The surgery also didn’t eliminate the mental toll of the disease. When asked about how endometriosis affects her thinking about the future, she laid out multiple major issues and tough decisions that have to be made for many women with endometriosis. “One, it’s always in the back of your head that you need insurance. Two, you know that it’s growing back and that your quality of life is going to continue to decline as it comes back, and that there’s no solution. It can adhere your organs together and cause organ failure and other issues like that. But also if you don’t have kids by a certain point you're not going to be able to more than likely. So you know that you have potential fertility issues. And just generally speaking, it makes you have to plan ahead, and it makes you almost feel like it’s a never ending doom cycle of knowing that you’re gonna just keep ramping back up again, and the symptoms will start until you get another excision surgery, and another, and another, and it doesn’t solve it. Because the more excision surgeries you get, the more scar tissue, which causes its own set of issues.”
What’s Next?
Endometriosis, like many other health conditions that affect women, is a disease where a lack of knowledge and research hurts patients. The cause of endometriosis is still currently unknown. Surgery remains the only conclusive way to diagnose the disease, and despite the use of biomarkers to diagnose other diseases, that knowledge has not been applied effectively to endometriosis (8). Although there are some treatments, for many patients, they have limited effectiveness and may conflict with other goals, including pregnancy. The patient experience can also be distressing because of the confusion of endometriosis with other conditions, or because of women having their pain and concerns simply ignored.

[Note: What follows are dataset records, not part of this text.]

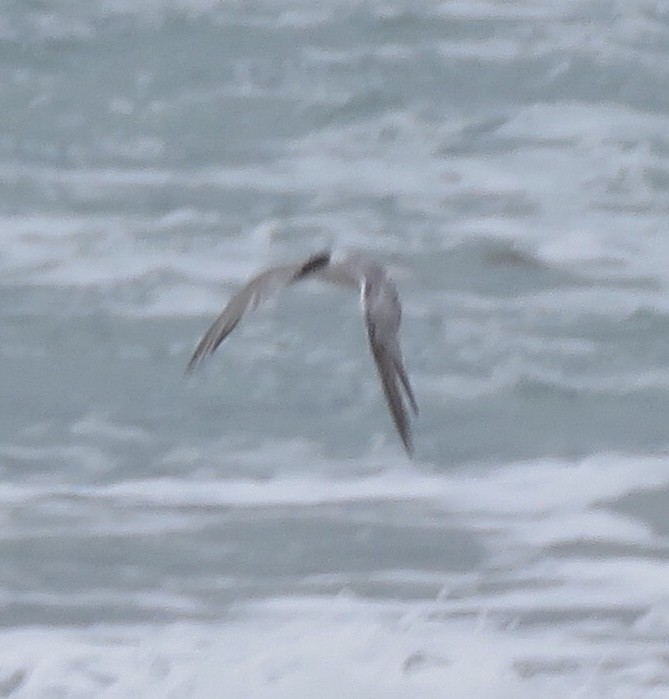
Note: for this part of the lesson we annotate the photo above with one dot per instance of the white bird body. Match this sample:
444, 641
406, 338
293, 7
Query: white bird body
381, 309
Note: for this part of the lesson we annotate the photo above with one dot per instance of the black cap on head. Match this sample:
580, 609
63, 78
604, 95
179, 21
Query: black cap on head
313, 264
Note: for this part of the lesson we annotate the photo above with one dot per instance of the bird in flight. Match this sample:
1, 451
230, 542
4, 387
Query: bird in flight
381, 311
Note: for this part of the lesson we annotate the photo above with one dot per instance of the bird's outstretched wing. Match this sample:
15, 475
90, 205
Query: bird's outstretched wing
382, 317
259, 289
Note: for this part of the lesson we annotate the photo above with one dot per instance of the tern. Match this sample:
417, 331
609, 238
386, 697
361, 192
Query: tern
381, 310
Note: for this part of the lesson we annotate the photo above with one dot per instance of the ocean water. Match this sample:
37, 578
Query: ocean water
256, 530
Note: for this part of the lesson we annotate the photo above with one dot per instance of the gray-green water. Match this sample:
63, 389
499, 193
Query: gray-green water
257, 531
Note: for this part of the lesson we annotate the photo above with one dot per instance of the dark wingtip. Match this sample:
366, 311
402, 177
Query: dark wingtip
313, 264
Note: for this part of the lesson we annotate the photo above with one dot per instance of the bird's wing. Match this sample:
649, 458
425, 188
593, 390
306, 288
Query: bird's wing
259, 289
385, 348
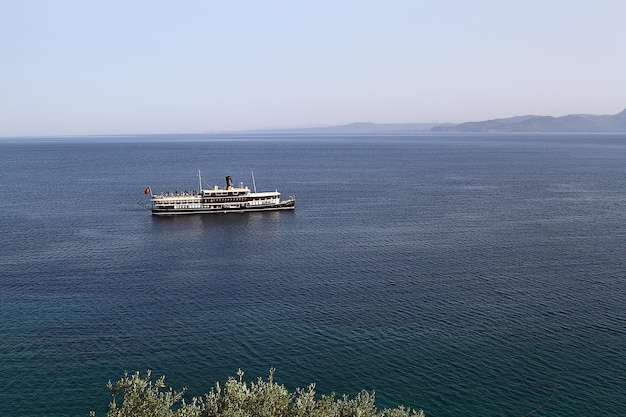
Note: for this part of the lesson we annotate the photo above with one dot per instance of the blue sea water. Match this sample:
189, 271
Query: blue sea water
461, 274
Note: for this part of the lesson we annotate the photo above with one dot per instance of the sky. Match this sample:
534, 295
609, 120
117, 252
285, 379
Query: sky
98, 67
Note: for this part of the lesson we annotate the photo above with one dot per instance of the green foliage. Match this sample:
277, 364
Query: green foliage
143, 398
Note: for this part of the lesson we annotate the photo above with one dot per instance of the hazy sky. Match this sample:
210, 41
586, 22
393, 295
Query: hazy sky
124, 66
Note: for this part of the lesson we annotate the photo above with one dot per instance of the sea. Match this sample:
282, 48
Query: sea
462, 274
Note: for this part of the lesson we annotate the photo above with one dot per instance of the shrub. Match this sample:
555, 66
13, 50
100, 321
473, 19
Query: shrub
143, 398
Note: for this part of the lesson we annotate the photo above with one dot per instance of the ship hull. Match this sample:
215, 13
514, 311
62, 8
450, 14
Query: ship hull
165, 211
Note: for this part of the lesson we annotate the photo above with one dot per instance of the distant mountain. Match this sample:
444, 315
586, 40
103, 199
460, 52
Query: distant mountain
359, 128
572, 123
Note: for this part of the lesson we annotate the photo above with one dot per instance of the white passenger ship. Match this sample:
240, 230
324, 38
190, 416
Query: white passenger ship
218, 200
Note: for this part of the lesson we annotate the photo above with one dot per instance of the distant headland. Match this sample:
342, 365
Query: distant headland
573, 123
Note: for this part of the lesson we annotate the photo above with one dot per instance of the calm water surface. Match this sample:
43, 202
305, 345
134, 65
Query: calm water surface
465, 275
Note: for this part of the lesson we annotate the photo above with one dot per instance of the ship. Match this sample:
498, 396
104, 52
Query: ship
229, 199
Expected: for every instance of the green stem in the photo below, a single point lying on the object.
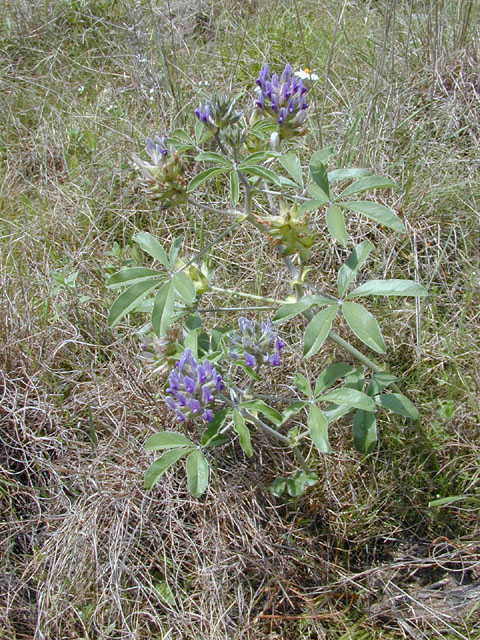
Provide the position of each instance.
(279, 436)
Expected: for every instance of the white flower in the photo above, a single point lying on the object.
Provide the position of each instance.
(306, 74)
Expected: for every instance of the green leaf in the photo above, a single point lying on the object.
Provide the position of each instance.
(203, 176)
(287, 311)
(158, 468)
(333, 412)
(364, 325)
(398, 403)
(184, 287)
(364, 431)
(292, 410)
(317, 330)
(299, 481)
(347, 174)
(278, 487)
(330, 375)
(211, 156)
(243, 433)
(379, 382)
(318, 426)
(131, 276)
(259, 405)
(262, 172)
(336, 225)
(150, 245)
(292, 166)
(364, 184)
(258, 156)
(392, 287)
(377, 212)
(356, 378)
(174, 249)
(319, 174)
(163, 309)
(234, 188)
(209, 435)
(197, 473)
(129, 300)
(352, 265)
(311, 205)
(302, 385)
(167, 440)
(350, 398)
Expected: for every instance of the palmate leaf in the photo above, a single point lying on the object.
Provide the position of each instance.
(211, 156)
(158, 468)
(197, 473)
(317, 330)
(364, 325)
(167, 440)
(262, 172)
(349, 398)
(132, 276)
(398, 403)
(129, 300)
(347, 174)
(365, 184)
(364, 431)
(287, 311)
(393, 287)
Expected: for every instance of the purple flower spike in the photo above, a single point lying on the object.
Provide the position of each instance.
(257, 342)
(192, 388)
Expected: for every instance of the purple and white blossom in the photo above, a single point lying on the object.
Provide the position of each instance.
(192, 388)
(258, 343)
(282, 98)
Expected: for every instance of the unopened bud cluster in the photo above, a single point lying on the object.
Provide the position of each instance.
(163, 175)
(192, 388)
(218, 113)
(283, 99)
(258, 343)
(289, 231)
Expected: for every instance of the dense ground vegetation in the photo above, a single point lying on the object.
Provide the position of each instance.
(85, 551)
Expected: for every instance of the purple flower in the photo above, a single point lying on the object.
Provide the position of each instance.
(282, 99)
(258, 343)
(192, 388)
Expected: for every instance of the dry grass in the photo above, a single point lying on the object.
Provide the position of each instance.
(85, 551)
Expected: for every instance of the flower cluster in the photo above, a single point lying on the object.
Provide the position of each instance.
(283, 99)
(218, 113)
(163, 175)
(258, 342)
(192, 388)
(289, 231)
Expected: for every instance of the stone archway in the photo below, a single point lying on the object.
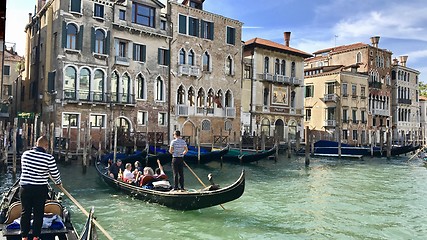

Patients must trust their own judgment, work with their physician, and find a pain management strategy that works best for them if they explore alternative treatment measures (10).
Laurel concluded with her messages for the general public and medical professionals, both of which highlight the issue of perception when it comes to women’s health.
For the public, she says “that it’s more than just a disease that affects fertility. It affects a lot of other things,” including pain and its impacts on a person’s life. For medical professionals, she says to “educate yourself, because the amount of people that I went through to get some type of answer- my surgeon said ‘you would’ve lost your ovary if we waited any longer.’ So if someone hadn’t believed me, I would’ve lost an organ.”